Notice that the Adelie species is missing from our model. As we discussed earlier, this means that Adelie is the base level for the species variable. Because of this, we’ll interpret all of the other levels with respect to the Adelie penguins.
- Since the coefficient on species_Chinstrapis \(-611.87\), we expect that the difference in body mass between otherwise similar Adelie and Chinstrap penguins will be that the Chinstrap has a mass of \(611.87\) grams less, on average.
- Since the coefficient on species_Gentoois \(647.46\), we expect the difference in body mass between otherwise similar Adelie and Gentoo penguins will be that the Gentoo has a mass of \(647.46\) grams more, on average.

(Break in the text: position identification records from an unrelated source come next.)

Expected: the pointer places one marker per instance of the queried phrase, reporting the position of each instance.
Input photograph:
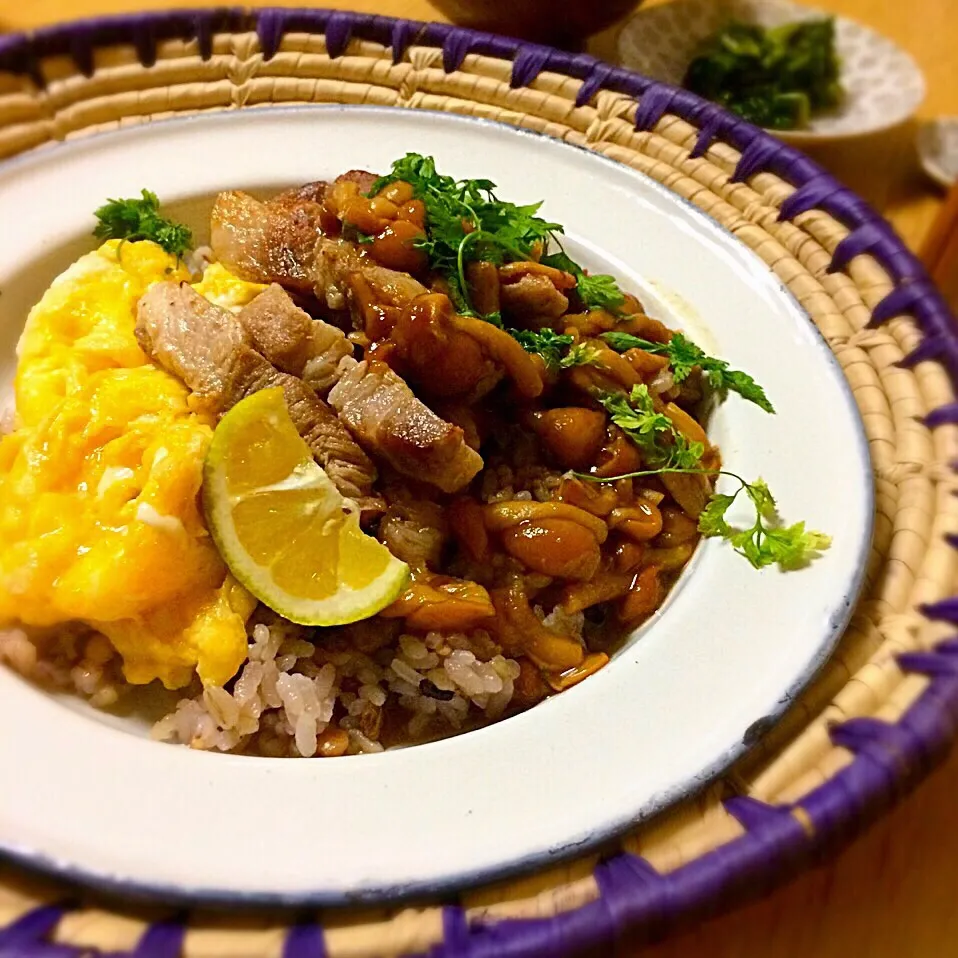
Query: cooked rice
(296, 686)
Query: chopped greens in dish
(390, 466)
(777, 78)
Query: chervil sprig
(466, 221)
(767, 541)
(596, 292)
(684, 356)
(139, 219)
(663, 446)
(556, 350)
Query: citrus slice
(283, 528)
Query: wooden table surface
(893, 893)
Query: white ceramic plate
(731, 648)
(883, 85)
(938, 149)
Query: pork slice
(293, 341)
(533, 296)
(207, 348)
(388, 419)
(266, 242)
(191, 338)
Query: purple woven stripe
(32, 928)
(635, 900)
(164, 939)
(304, 940)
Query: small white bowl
(938, 149)
(883, 84)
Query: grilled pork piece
(411, 437)
(293, 341)
(282, 242)
(206, 347)
(268, 242)
(383, 413)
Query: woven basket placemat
(883, 711)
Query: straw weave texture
(911, 563)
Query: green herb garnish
(663, 446)
(767, 541)
(140, 219)
(775, 78)
(466, 221)
(596, 292)
(684, 356)
(555, 349)
(549, 344)
(582, 354)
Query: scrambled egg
(99, 482)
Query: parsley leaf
(596, 292)
(662, 445)
(466, 221)
(139, 219)
(551, 346)
(582, 354)
(767, 541)
(684, 356)
(546, 342)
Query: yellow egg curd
(99, 510)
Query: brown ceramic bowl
(566, 23)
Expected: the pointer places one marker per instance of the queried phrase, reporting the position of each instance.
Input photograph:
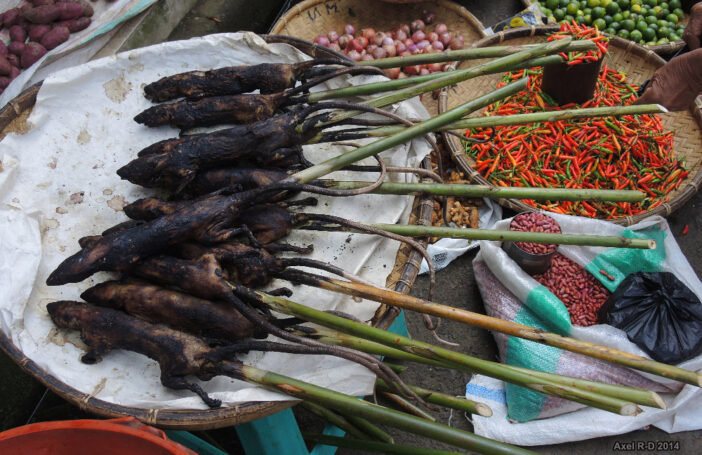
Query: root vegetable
(44, 14)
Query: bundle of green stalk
(187, 271)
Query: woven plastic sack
(522, 299)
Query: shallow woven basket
(638, 64)
(663, 49)
(13, 118)
(311, 18)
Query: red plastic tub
(89, 437)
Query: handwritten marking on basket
(330, 7)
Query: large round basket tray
(311, 18)
(639, 64)
(13, 118)
(663, 49)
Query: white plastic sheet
(58, 183)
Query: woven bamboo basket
(639, 65)
(310, 18)
(663, 49)
(13, 117)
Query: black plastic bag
(658, 313)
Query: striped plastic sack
(511, 294)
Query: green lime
(628, 24)
(649, 34)
(612, 8)
(636, 36)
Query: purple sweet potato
(44, 14)
(10, 17)
(5, 67)
(32, 52)
(75, 25)
(55, 37)
(36, 31)
(16, 48)
(13, 59)
(69, 10)
(17, 33)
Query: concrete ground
(455, 284)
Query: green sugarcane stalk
(632, 394)
(442, 399)
(467, 54)
(452, 77)
(344, 403)
(372, 446)
(494, 192)
(336, 163)
(486, 367)
(335, 419)
(395, 84)
(534, 117)
(409, 407)
(508, 236)
(372, 430)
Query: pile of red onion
(405, 39)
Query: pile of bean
(579, 291)
(535, 222)
(36, 27)
(403, 40)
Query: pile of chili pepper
(581, 32)
(630, 152)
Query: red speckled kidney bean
(579, 291)
(535, 222)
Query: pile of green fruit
(646, 22)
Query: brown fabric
(693, 31)
(677, 84)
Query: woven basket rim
(195, 419)
(307, 4)
(667, 48)
(459, 157)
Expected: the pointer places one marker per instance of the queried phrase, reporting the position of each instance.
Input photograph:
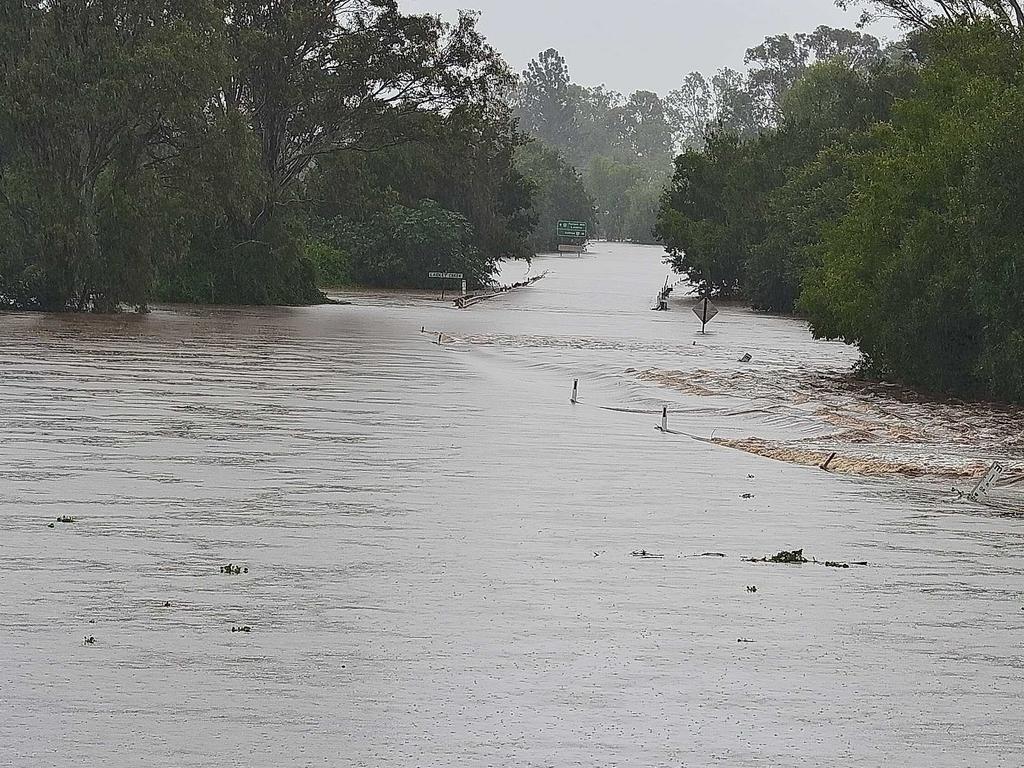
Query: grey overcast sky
(640, 44)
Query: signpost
(571, 237)
(706, 311)
(991, 477)
(449, 275)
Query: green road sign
(572, 229)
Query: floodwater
(438, 543)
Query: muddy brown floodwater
(438, 543)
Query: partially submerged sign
(705, 311)
(991, 477)
(449, 275)
(572, 229)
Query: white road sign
(705, 311)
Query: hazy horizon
(648, 44)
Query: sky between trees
(643, 44)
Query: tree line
(873, 189)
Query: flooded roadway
(438, 543)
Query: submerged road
(438, 543)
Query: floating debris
(645, 554)
(795, 556)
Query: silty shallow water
(438, 543)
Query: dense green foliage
(370, 210)
(879, 200)
(559, 194)
(170, 150)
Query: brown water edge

- From the coefficients we can infer that, on average, Chinstrappenguins are the smallest, whileGentoos are the largest.
Making Predictions and Assessing Performance
As a reminder, the Adjusted R Squared (adj.r.squared) and Residual Standard Error (sigma) metrics computed for the overall model are biased. This is the case because they are computed using the training data, where the model is able to see the true values of the response. Let’s compute R Squared and the root mean squared error (rmse) on both the training and test sets.

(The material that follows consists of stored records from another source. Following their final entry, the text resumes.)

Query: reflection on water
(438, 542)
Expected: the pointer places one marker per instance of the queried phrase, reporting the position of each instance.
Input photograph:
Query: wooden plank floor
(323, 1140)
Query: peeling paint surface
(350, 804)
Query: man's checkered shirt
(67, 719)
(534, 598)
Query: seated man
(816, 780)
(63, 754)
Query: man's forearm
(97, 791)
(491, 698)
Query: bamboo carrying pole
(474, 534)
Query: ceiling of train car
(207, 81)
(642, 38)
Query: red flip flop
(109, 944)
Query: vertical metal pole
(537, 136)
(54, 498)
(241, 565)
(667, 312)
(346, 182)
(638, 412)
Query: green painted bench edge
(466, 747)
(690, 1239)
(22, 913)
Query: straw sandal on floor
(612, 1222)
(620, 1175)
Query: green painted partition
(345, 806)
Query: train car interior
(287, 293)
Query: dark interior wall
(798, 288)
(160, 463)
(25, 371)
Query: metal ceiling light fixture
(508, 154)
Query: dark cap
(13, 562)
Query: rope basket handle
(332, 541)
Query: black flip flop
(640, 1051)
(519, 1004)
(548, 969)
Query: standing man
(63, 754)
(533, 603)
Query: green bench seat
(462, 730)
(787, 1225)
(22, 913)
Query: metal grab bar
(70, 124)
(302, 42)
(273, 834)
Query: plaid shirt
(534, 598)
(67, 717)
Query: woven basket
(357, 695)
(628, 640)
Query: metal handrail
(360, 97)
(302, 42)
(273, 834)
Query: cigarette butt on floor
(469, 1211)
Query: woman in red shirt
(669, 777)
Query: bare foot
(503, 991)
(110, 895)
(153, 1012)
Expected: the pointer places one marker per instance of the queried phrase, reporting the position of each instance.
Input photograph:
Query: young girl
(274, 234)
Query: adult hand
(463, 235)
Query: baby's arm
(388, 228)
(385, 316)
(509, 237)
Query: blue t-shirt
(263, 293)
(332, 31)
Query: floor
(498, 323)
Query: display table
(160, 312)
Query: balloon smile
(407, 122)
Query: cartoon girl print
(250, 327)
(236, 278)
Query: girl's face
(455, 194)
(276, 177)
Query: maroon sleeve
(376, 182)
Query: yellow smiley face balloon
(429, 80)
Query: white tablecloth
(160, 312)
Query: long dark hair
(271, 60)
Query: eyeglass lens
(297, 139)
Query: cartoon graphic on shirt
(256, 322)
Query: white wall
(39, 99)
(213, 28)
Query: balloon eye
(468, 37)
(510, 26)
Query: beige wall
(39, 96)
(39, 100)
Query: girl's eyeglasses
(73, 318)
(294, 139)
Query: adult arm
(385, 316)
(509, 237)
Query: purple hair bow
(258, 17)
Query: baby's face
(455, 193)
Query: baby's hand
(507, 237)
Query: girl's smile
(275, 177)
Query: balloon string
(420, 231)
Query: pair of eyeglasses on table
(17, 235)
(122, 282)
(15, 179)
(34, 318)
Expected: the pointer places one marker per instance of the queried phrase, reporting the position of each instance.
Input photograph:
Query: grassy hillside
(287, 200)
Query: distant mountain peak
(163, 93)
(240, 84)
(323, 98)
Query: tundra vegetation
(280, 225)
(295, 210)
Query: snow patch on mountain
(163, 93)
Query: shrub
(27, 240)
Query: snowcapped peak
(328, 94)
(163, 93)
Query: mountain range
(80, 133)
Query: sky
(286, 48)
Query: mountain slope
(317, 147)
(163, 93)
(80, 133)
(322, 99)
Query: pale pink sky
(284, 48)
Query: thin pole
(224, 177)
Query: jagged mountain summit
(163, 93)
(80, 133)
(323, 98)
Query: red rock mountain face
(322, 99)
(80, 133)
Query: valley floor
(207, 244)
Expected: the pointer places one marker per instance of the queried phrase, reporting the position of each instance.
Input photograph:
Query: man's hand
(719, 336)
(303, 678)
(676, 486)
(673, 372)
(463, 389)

my_metrics <- metric_set(rsq, rmse)
(mass_reg_fit %>%
    augment(penguins_train) %>%
    select(body_mass_g, .pred) %>%
    my_metrics(body_mass_g, .pred) %>%
    mutate(type = "training")
) %>% 
  bind_rows(
    mass_reg_fit %>%
      augment(penguins_test) %>%
      select(body_mass_g, .pred) %>%
      my_metrics(body_mass_g, .pred) %>%
      mutate(type = "test")
  ) %>%
  pivot_wider(id_cols = .metric,
              names_from = type,
              values_from = .estimate) %>%
  kable() %>%
  kable_styling(bootstrap_options = c("hover", "striped"))| .metric | training | test | 
|---|---|---|
| rsq | 0.850892 | 0.8428805 | 
| rmse | 316.226315 | 297.3192546 | 
We can see that the R Squared metric is similar across the training and test sets. As we noted in the multiple linear regression notebook, the test RMSE is slightly lower than the training RMSE. Again, this is due to our test set containing mainly typical penguins, and fewer difficult penguins to predict body mass for.

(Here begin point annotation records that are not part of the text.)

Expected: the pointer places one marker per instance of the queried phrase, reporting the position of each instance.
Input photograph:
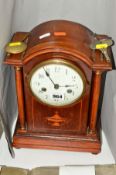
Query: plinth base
(81, 143)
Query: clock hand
(56, 86)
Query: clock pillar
(95, 99)
(20, 96)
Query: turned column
(95, 99)
(20, 96)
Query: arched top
(60, 34)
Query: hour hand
(69, 85)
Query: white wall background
(99, 16)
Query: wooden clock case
(74, 127)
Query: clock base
(83, 143)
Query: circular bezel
(60, 62)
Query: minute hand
(48, 75)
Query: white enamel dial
(57, 82)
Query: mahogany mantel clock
(58, 69)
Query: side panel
(66, 120)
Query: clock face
(57, 82)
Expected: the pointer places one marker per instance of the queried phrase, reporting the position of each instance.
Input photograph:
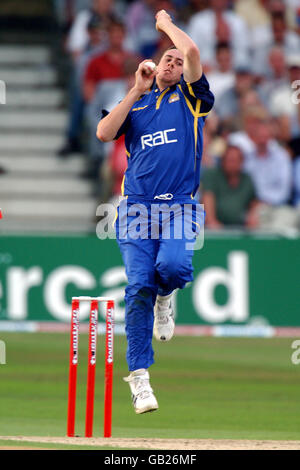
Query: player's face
(170, 67)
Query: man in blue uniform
(162, 118)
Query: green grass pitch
(222, 388)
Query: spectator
(296, 188)
(254, 12)
(218, 24)
(108, 65)
(285, 105)
(222, 78)
(270, 167)
(228, 193)
(228, 105)
(78, 37)
(277, 33)
(245, 138)
(76, 112)
(276, 78)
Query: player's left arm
(192, 68)
(194, 84)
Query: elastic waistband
(155, 200)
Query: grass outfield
(220, 388)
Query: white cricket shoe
(164, 325)
(143, 398)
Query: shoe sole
(146, 410)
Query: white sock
(164, 299)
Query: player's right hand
(144, 77)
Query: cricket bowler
(162, 117)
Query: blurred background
(62, 62)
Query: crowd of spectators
(250, 51)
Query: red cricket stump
(73, 368)
(90, 394)
(109, 362)
(91, 372)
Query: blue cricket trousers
(157, 261)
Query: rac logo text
(158, 138)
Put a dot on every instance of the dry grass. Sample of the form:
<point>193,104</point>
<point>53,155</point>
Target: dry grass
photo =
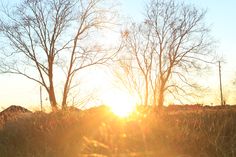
<point>97,132</point>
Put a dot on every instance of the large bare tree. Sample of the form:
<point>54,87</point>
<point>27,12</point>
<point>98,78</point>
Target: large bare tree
<point>166,49</point>
<point>45,38</point>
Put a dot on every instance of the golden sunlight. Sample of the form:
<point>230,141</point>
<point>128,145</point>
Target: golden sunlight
<point>121,103</point>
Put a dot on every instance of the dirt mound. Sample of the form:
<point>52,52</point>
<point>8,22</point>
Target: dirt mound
<point>12,113</point>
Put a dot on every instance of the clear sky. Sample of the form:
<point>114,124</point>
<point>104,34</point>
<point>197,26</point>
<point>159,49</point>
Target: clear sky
<point>221,16</point>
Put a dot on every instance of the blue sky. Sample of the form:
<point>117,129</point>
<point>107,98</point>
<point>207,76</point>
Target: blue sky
<point>221,17</point>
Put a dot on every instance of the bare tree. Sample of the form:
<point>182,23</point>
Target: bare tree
<point>167,48</point>
<point>42,38</point>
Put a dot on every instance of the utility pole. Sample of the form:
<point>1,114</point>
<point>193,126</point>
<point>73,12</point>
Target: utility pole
<point>41,100</point>
<point>221,93</point>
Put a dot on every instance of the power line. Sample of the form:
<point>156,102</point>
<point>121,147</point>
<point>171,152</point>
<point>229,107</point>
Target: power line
<point>221,92</point>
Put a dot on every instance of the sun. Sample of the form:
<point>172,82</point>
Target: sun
<point>121,103</point>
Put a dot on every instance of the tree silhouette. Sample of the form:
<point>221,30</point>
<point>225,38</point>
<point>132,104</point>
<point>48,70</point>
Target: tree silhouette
<point>43,38</point>
<point>172,42</point>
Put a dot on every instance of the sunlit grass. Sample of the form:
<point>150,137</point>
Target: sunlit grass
<point>98,132</point>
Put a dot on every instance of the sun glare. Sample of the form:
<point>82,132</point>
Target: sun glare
<point>122,104</point>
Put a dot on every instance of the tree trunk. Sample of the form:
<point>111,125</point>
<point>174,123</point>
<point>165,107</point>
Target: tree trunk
<point>161,98</point>
<point>52,98</point>
<point>64,99</point>
<point>51,93</point>
<point>146,93</point>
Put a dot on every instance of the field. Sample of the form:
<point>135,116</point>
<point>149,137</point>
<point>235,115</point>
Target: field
<point>96,132</point>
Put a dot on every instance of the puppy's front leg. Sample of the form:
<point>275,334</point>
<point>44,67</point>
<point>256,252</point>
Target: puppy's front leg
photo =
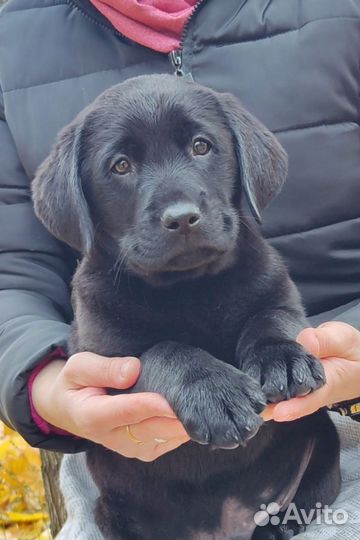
<point>218,404</point>
<point>268,352</point>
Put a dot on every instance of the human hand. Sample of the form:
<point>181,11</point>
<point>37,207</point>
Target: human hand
<point>337,344</point>
<point>72,396</point>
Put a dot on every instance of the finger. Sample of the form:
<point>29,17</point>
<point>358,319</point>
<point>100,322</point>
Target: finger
<point>105,412</point>
<point>169,446</point>
<point>89,369</point>
<point>332,338</point>
<point>147,451</point>
<point>157,428</point>
<point>300,406</point>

Note, however, that this new model is an enormous improvement over our previous models. In terms of R Squared, our model now explains around 85% of the variation in penguin body mass. In terms of predictive value, our model is now expected to make predictions accurate to within about \(\pm 595\) to \(\pm 632\) grams. These are big improvements over our multiple linear regression model which did not account for the penguin species.
Summary
With respect to coding, the only new thing we introduced in this notebook was the use of step_dummy() in conjunction with a recipe(). We can use step_dummy() with any categorical variable in a model. It will create a set of dummy variables which can be utilized in a model – the dummy variables are numeric indicators for each level of a categorical variable. One level will not correspond to a dummy variable and that level will be the base level. All of the model coefficients attached to dummy variables can be interpreted with respect to the base level.
Now you can use both numerical and categorical predictors in your regression models!